The Olympics will take place in 10 of Japan's 47 prefectures. The men's and women's marathons and race walk events were moved to Sapporo in 2019 due to concern over the capital's extreme summer heat.

About 40 percent of sessions, or time slots, of the Olympics are expected to be held without spectators if those after 9 p.m. will be staged behind closed doors and the current attendance cap of 10,000 people per venue is lowered to 5,000, according to officials involved in the planning process.

The current ceiling was set in line with the Japanese government's policy on spectator limits for major events in the country on the premise that Tokyo will no longer be under a quasi-state of emergency beyond its last day of next Sunday.

However, Japan is leaning toward keeping the quasi-state of emergency covering the Tokyo metropolitan area in place during the Olympics, government officials said Sunday.

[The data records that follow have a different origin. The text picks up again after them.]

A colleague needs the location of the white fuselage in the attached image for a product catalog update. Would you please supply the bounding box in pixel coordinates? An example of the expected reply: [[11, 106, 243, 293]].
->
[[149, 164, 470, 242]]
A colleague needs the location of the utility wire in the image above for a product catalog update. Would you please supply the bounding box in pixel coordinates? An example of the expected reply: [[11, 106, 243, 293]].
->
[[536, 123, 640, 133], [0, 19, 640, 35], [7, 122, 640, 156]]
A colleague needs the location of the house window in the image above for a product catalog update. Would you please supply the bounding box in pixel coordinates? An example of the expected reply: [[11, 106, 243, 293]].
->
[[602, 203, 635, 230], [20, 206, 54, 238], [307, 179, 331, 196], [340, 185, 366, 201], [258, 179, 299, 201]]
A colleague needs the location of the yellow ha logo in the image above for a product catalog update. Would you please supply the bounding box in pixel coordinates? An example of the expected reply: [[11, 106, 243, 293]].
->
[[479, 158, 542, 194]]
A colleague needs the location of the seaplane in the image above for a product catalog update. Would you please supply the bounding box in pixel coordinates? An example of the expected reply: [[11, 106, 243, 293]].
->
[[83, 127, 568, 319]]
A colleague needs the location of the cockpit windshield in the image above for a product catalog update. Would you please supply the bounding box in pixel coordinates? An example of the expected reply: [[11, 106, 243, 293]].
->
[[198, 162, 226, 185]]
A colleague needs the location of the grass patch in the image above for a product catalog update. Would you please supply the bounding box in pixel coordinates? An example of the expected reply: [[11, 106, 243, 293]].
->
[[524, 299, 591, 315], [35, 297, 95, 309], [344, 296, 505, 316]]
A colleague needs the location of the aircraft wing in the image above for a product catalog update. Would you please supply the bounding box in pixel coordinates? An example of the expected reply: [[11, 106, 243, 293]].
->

Under the emergency, the number of people allowed at sports and other big events is restricted to 50 percent of venue capacity with an upper limit of 5,000 people.

The five organizing parties, including the International Olympic Committee, and the central and metropolitan governments, could hold a meeting as early as Thursday to review the attendance cap.

On that day, the government could formally decide on the extension of the quasi-state of emergency and the IOC president is scheduled to arrive in Japan.

Japan's border controls in place for Olympic delegations and workers from overseas have also been under public scrutiny after two members of the Ugandan team and a Serbian athlete tested positive for the virus.

Olympic delegations have started to arrive in Japan en masse since the beginning of this month and about 1,000 people are expected to enter the country in the seven days until Sunday.

On Monday, a total of 46 athletes and staff from Uzbekistan arrived at Narita airport, near Tokyo, for a pre-Olympic training camp in the capital's Suginami Ward.

They are the first group to land in the country for a training camp in Tokyo, according to the Cabinet Secretariat.